Who should read this page?

  • Bridge/infra engineers building an adapter that mints native gas.
  • Chain owners who need to allowlist such an adapter and run the sweeper bot.

Can I run the feature on an older ArbOS version?

While native mint/burn was technically introduced in ArbOS 41, we strongly recommend upgrading to ArbOS 51 Dia for those enabling this feature.

What happens to value-bearing withdrawals once I disable the feature?

When the last native-token owner is removed, Nitro automatically re-opens canonical-bridge withdrawals. No additional action is needed.

How can developers get the timestamp value of NativeTokenManagementFromTime?

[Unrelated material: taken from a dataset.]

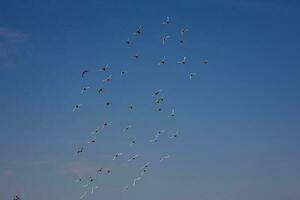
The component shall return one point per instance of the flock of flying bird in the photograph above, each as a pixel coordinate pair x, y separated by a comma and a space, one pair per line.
89, 182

Filter event OwnerActs(bytes4 indexed method, address indexed owner, bytes data) with first index 0xbdb8f707 to get all results, and decode the latest result's data field to get the last valid timestamp. That timestamp would be the point after which ArbOwner's can take action to nativeTokenOwner list.

Testing Responsibility

While Offchain Labs has conducted comprehensive system tests to verify the core ArbOS logic for native mint/burn functionality, this does not cover your specific implementation.

Individual teams are responsible to:

  • Thoroughly test their own adapter contracts and app-layer solutions.
  • Verify the security and collateralization of their specific third-party token providers (e.g., LayerZero, xERC20).
  • Ensure their custom configurations are compatible with their chain's unique environment.